O projeto Mulheres do Meu País nasceu justamente da necessidade de furar o cerco montado pelo regime a qualquer reflexão jornalística ou sociológica sobre a condição feminina. Em Julho de 1945, Maria Lamas tornara-se presidente da direcção do Conselho Nacional das Mulheres Portuguesas, com vários objetivos, entre os quais o da realização de campanhas de alfabetização em todo o país.
Provavelmente pressionada pelo governo, a administração do jornal "O Século" (proprietária da revista dirigida pela escritora, "Modas & Bordados") faz-lhe um ultimato, obrigando-a a escolher entre a revista e o trabalho no CNMP. Maria Lamas não hesitou na escolha, mas, como escreve Maria Antónia Fiadeiro na biografia que lhe consagrou (Maria Lamas - Biografia) o preço a pagar foi alto: “Maria Lamas no desemprego, nunca mais encontrará trabalho certo e será perseguida e assediada policialmente. Tem 54 anos. Conhecerá a prisão e o exílio.

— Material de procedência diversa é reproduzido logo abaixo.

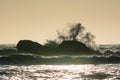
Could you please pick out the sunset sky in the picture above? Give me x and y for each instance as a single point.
(38, 20)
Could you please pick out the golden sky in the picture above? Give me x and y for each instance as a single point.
(38, 20)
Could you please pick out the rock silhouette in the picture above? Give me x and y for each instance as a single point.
(65, 48)
(74, 47)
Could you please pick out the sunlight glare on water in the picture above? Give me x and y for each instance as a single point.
(60, 72)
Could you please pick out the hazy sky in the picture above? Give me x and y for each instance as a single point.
(38, 20)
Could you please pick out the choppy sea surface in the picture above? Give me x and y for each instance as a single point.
(59, 71)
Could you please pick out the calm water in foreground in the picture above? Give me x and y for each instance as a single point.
(61, 72)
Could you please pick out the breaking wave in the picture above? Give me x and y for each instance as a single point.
(54, 60)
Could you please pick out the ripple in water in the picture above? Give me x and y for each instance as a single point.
(60, 72)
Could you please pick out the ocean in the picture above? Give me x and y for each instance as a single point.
(34, 67)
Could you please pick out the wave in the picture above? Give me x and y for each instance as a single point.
(55, 60)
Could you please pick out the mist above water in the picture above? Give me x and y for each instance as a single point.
(76, 32)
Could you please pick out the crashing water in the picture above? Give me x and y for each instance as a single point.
(55, 68)
(61, 72)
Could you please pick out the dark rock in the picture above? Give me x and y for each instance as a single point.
(7, 51)
(30, 46)
(108, 53)
(74, 47)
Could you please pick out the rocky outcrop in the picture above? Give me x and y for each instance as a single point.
(74, 47)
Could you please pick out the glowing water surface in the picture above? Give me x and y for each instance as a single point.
(61, 72)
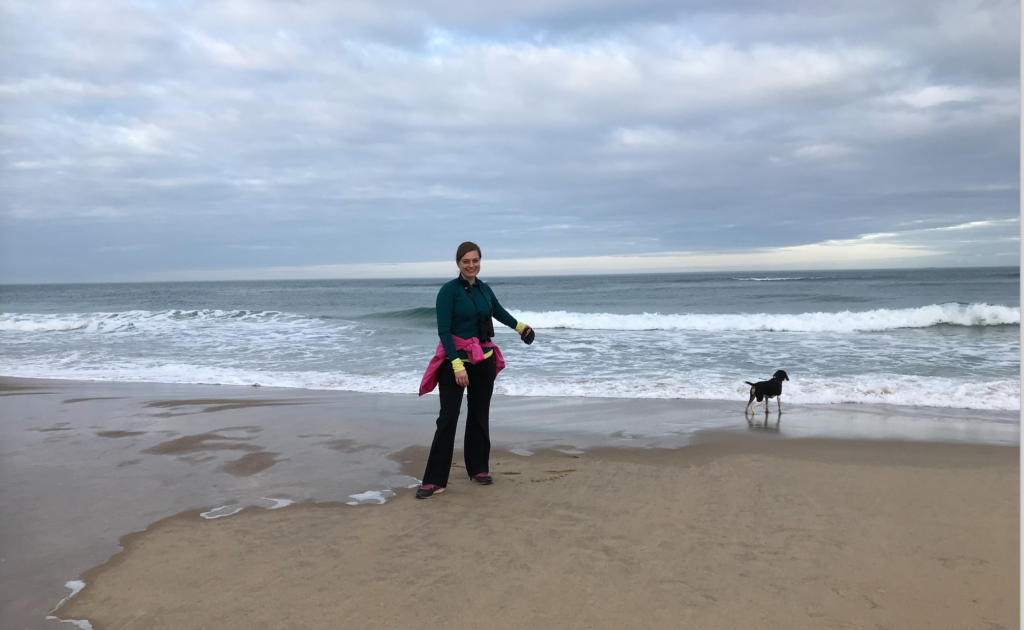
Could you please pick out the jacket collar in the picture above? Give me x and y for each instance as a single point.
(465, 283)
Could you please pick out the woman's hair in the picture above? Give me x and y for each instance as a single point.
(465, 248)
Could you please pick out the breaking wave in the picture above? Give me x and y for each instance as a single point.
(868, 321)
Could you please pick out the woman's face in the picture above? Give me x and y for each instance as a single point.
(469, 264)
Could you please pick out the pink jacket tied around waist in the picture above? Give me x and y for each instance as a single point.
(473, 348)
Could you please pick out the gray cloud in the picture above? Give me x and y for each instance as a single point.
(159, 136)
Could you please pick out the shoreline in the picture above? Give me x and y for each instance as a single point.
(87, 462)
(729, 533)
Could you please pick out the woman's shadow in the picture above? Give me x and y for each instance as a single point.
(764, 426)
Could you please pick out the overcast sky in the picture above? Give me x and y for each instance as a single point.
(205, 139)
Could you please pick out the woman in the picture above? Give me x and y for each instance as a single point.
(465, 359)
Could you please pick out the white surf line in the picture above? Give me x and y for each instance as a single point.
(76, 586)
(377, 496)
(210, 515)
(278, 503)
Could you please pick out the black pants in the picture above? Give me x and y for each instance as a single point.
(477, 448)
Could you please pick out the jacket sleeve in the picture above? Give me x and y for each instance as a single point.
(500, 313)
(443, 307)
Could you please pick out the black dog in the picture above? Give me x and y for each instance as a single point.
(771, 388)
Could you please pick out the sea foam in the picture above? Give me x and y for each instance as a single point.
(847, 321)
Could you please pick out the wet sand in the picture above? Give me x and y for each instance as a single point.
(83, 464)
(737, 533)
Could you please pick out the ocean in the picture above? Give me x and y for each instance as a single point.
(910, 337)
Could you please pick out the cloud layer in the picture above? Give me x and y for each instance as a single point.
(161, 137)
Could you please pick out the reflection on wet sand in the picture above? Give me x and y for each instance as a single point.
(136, 453)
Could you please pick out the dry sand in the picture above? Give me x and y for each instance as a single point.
(735, 534)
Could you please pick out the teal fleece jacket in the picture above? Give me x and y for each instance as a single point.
(457, 316)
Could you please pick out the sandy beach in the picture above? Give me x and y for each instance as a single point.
(807, 534)
(690, 518)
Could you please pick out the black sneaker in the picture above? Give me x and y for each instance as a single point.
(427, 491)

Não sem antes empreender a realização de As Mulheres do Meu País, partindo, ao desafio da descoberta das condições de vida das mulheres portuguesas.”
Mesmo em liberdade, tal empreendimento exigiria o fôlego de um experimentado maratonista. Numa carta enviada de Viana do Castelo ao editor da obra (o industrial do papel, Manuel Fróis de Figueiredo), escreve: “Percorri todo o Alto Minho - regiões de Monção, Melgaço até Castro Laboreiro, Valença, Ponte da Barca, Lindoso e Soajo. Visitei muitas aldeias. Andei de comboio, automóvel, jeep, camião e … a pé. (…) E aqui estou mais entusiasmada com As Mulheres do Meu País do que quando saí de Lisboa.” Ao longo de aproximadamente dois anos, percorrerá o país, incluindo Madeira e Açores, sem olhar a dificuldades de acesso.
Com um forte instinto de repórter, regista as condições sócio-económicas que afligem as famílias, mas também o sofrimento causado pela violência doméstica, socialmente aceite (e até recomendada) nessa sociedade em que o patriarcado não era sequer questionado. A uma mulher de meia-idade, Maria Lamas ouve este desabafo, que regista (com uma notável sensibilidade ao registo oral): “Isto dos homes baterem nas mulheres, sempre assim foi. Mas também algumas atentam-nos, porque são de nêsperas. Não se lhes calam e o resultado é levarem mais depressa…”.
Concluída esta longa “peregrinação de reportagem” (como lhe chamou o jornal "O Primeiro de Janeiro"), Maria Lamas admitiria: “A maioria das próprias mulheres ainda aceita, como uma fatalidade, todas as injustiças e escravidões que sobre elas pesam.”